Thu Aug 30 22:11:50 PDT 2012

Hi! And thanks for answer, much appreciated!

On 08/31/2012 12:47 AM, Mark Hahn wrote:
>> However, at one point one of the machines serving the file system went
>> down, after spitting out error messages as indicated in
>> it
>> https://bugzilla.redhat.com/show_bug.cgi?id=770545
>>
>> We used the advice indicated in that link ("sysctl -w
>> vm.zone_reclaim_mode=1"), and after that the file servers seems to run
>> OK.
>
> this seems to be quite dependent on hardware, architecture, workload,
> kernel.  did you notice any performance problems?  or try the 
> vm.min_kbytes_free angle?  (also, does this server have swap?)
We use standard centos-6.2 kernel (2.6.32-220.17.1), and I didn't notice 
anything strange on the servers (except the error messages before 
changing zone_reclaim_mode).

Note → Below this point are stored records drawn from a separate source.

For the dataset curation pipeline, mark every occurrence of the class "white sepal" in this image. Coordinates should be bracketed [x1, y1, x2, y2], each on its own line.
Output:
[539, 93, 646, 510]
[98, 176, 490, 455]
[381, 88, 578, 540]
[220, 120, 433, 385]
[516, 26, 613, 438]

Regarding min_free_kbytes it is 225280 on 
computational nodes (132 G total memory) and 90112 on file servers (32 G 
total memory). Is this something I should try changing? The servers have 
swap (64 G).

>
>> 1. We had to change the torque submit script like
>>
>> ssh $(hostname) "mpirun -machinefile bla bla bla"
>
> I think this is unrelated.  are you sure nothing changed, torque-wise,
> even its qmgr-level config?  (or mpi versions/config.)
I agree, it seems unrelated, but I can't find anything else that have 
changed!
>
>
>> 3. We have seen particularly lousy performance on one of our 
>> applications.
>
> does it do a lot of file IO?
>
No, and when profiling this I noticed that one particular operation, 
computing the gradient of a vector field, took too long, and besides the 
time to complete this operation varies substantially over the 
iterations. However, when performing this operation a second time (an 
extra "dummy operation") that was NOT that slow. Could this indicate 
that it has something to do with how the memory is handled?

Also, we have used a very similar set up previously, but were all 
machines were running CentOS-5, and then we didn't see these strange 
behaviours.

Thanks again!

/jon